David, missing Jonathan, decides to find out if any of his family members are still knocking around. Why yes, Jonathan's son with the lame feet didn't participate in the war. David sends for the boy, Mephibosheth, who falls on his face at David's feet. David promises he'll show him kindness, restore Saul's land, and they'll eat all their meals together. The reward for the old slave who told him where Mephibosheth was? He gets to till the land! And then harvest it! And cook for the bastard! Oddly, the slave, Ziba, also has 20 slaves and 15 sons.
Despite all the soaring rhetoric of 'love thy brother' and 'don't punish the child for the sins of its parents' in this book, it doesn't often come into practice. The old king of Ammon dies. You'll remember him for how he threatened to, and possibly did, gouge out the eyes of the Israelite messengers in 1 Samuel. So David decides to pay tribute to the father in the same fashion.
He sends envoys to the king, whose advisors are skeptical. So before they can carry out their plans, the king shaves half their beards and cuts half their clothing off and deports them. Well, hell, here we are 2000-odd years later and relations between Israel and its neighbours are no better.
David hears about what happened and rather than advising them to shave their beards off and start over, he tells them to hang out in Jericho until they grow back in. It must have been like the 1970s. Gross.

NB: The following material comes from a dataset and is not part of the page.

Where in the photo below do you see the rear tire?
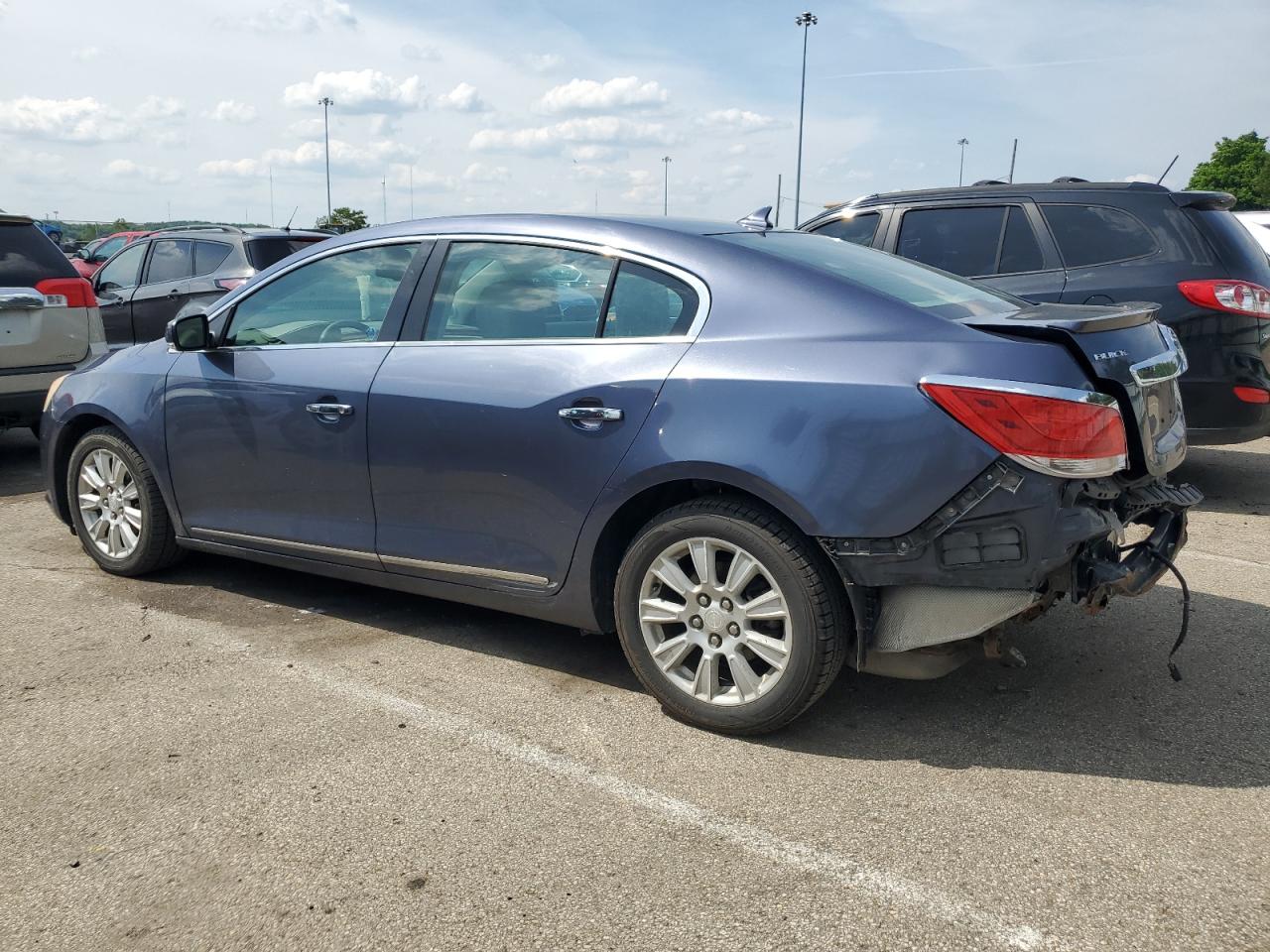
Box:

The Ammonites, sensing their little prank didn't go over very well, hire some Syrian mercenaries to defend themselves against David. David likewise raises an army. Apparently, mutually-assured destruction was not a deterrent back then, so they fight. And fighty-fight fight some more, until David gets into it and kills 40 000 men and 700 charioteers, and the Syrians are convinced not to fight for money anymore.